Por isso, o HIJG oferece um serviço de acompanhamento psicológico aos pacientes e seus responsáveis. O psicólogo Herickson Pereira explica que os pais têm um grande sentimento de culpa e precisam ser preparados para enfrentar o longo tratamento dos filhos. “Alguns não querem que seus filhos passem por cirurgias, inclusive. É o efeito da proteção”, observa.
Após uma primeira avaliação, o atendimento é diário. Depois, as consultas são mais espaçadas e os pacientes são encaminhados aos serviços de psicologia dos municípios assim que recebem alta hospitalar.
A dona de casa Mari Petry lembra perfeitamente do dia em que teve grande parte do corpo queimado, aos dois anos de idade. “A mãe pediu para meus irmãos não deixarem o braseiro apagar. Tínhamos engenho de farinha e melado (de cana-de-açúcar). Estávamos brincamos e o fogo apagou. Minha irmã alcançou o litro de gasolina e jogou no braseiro. Fiquei assistindo à cena. Com as labaredas, ela deixou a garrafa cair e o fogo veio em mim. A sorte que meu irmão maior chegou e me tirou por cima do fogão à lenha”, lembra Mari, que casou e construiu sua casa próximo ao local do acidente, no município de Antônio Carlos, na Grande Florianópolis.
“Não escondo minhas cicatrizes (que alcançam todo o lado direito do corpo, perna, dorso e peito, chegando ao queixo). Quando alguma criança pergunta sobre as marcas eu digo: fui brincar com fogo e olha o que aconteceu. Você não pode brincar com o fogo”, orienta.
Campanhas alertam contra queimaduras
A cada ano, diversas campanhas no país versam sobre os riscos, conseqüências e prevenção das queimaduras. No dia 6 de junho, Dia Nacional de Luta contra Queimaduras (Lei Federal nº 12.026/2009), os alertas ganham mais força.
No ano passado, em Santa Catarina, foi lançada uma edição especial do Gibi da Turma da Mônica - iniciativa é da Sociedade Brasileira de Queimaduras (SBQ), com a parceria do Hospital Infantil Joana de Gusmão (HIJG), de Florianópolis, e da Maurício de Sousa Produções. Em quatro histórias educativas, Mônica, Cebolinha e seus amigos alertam sobre as conseqüências das brincadeiras com fogo.
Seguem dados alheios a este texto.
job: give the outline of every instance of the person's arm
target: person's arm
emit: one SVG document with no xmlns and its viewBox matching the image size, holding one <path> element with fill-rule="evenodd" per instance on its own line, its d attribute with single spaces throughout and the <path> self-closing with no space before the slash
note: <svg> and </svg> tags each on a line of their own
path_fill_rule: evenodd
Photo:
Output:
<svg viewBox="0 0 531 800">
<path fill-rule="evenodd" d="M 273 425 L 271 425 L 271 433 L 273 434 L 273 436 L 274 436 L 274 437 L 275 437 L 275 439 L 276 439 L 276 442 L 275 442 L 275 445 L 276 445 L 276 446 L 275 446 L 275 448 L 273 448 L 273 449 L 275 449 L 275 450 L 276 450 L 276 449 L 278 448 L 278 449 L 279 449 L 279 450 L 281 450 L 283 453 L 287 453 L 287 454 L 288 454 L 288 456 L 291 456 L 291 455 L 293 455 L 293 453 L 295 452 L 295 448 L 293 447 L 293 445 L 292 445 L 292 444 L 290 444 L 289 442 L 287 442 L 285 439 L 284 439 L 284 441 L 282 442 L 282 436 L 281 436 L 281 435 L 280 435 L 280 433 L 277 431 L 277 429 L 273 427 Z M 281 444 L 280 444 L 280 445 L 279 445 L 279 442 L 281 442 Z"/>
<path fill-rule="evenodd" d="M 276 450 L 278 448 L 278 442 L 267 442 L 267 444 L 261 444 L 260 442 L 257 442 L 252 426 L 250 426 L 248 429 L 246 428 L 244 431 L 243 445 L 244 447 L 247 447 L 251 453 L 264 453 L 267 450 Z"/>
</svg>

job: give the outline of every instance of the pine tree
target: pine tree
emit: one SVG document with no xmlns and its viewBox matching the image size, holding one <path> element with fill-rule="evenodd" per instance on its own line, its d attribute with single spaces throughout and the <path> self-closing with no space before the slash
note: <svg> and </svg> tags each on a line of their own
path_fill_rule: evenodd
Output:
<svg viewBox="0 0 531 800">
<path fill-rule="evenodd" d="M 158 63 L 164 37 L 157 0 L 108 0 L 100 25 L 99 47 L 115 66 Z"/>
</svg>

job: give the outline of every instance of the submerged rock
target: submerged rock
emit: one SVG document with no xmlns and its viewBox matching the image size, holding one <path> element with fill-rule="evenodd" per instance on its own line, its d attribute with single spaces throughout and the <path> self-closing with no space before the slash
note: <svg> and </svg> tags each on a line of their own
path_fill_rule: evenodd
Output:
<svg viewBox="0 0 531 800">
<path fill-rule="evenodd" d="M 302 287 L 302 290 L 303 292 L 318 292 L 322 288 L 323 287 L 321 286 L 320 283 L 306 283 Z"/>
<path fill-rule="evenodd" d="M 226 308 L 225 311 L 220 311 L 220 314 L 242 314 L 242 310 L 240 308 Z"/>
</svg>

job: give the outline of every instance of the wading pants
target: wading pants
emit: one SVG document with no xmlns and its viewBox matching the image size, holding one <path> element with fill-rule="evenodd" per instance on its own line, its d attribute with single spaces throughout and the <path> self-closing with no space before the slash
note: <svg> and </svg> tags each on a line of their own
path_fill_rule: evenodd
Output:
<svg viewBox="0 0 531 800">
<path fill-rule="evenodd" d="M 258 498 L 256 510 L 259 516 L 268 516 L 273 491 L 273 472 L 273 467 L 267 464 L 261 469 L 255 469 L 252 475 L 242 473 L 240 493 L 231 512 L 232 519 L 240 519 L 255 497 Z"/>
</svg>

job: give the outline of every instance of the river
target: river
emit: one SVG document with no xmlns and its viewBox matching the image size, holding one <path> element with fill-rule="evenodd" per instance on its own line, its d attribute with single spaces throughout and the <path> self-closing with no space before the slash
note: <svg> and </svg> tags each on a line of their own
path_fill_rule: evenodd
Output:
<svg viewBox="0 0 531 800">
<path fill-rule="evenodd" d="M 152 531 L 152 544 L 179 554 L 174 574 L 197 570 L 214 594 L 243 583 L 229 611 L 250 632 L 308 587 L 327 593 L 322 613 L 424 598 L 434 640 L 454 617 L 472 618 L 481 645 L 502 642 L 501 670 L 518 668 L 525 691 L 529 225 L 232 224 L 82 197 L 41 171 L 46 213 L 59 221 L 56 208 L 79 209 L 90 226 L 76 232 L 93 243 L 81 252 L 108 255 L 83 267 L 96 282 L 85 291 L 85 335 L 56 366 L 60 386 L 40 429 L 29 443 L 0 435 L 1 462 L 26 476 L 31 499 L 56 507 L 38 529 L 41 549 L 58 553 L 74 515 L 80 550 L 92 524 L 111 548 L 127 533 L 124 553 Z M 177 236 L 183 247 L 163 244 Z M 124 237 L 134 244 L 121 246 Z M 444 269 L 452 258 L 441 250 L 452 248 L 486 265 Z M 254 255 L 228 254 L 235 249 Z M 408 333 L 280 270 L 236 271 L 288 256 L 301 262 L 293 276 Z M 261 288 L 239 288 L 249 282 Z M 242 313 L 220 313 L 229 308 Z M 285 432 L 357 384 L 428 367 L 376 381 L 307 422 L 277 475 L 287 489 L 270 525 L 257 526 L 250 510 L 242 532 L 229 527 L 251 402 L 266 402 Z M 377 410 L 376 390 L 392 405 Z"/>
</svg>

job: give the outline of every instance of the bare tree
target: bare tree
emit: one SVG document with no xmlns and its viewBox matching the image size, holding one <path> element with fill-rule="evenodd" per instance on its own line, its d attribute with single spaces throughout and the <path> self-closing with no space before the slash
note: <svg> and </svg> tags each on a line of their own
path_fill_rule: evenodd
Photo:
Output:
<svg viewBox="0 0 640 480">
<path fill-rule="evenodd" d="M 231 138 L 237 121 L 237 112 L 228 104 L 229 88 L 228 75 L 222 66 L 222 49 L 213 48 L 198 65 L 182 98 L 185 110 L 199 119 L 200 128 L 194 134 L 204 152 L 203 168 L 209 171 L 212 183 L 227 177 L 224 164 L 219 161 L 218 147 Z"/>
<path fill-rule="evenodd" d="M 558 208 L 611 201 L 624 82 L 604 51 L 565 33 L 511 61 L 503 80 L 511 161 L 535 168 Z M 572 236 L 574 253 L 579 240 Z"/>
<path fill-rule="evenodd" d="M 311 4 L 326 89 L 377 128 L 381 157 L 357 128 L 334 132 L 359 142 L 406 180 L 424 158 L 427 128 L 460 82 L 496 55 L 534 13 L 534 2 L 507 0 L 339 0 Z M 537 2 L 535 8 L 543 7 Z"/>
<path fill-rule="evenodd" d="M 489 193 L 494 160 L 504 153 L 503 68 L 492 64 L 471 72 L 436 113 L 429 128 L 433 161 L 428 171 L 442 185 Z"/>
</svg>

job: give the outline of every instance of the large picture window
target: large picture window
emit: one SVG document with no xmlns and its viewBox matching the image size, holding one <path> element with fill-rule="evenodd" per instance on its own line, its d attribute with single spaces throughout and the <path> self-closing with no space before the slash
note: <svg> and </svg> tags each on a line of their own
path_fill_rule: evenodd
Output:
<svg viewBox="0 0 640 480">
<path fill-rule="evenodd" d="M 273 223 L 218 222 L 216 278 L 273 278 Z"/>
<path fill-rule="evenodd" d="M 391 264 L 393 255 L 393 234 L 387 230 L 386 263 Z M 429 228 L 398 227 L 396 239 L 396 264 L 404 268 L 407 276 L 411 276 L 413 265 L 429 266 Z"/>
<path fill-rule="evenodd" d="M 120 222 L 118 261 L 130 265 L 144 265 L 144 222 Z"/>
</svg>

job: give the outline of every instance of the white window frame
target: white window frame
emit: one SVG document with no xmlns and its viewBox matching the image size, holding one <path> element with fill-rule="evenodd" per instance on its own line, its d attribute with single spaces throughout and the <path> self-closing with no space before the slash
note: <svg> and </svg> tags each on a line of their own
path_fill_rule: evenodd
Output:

O material é distribuído no HIJG e na Rede de Ensino do Estado.
Apesar dos alertas constantes e das campanhas, os acidentes continuam a vitimar principalmente o futuro de milhares de crianças. Por isso, vale lembrar a principal recomendação dos especialistas: pais e responsáveis devem manter os pequenos longe da cozinha e longe de líquidos inflamáveis.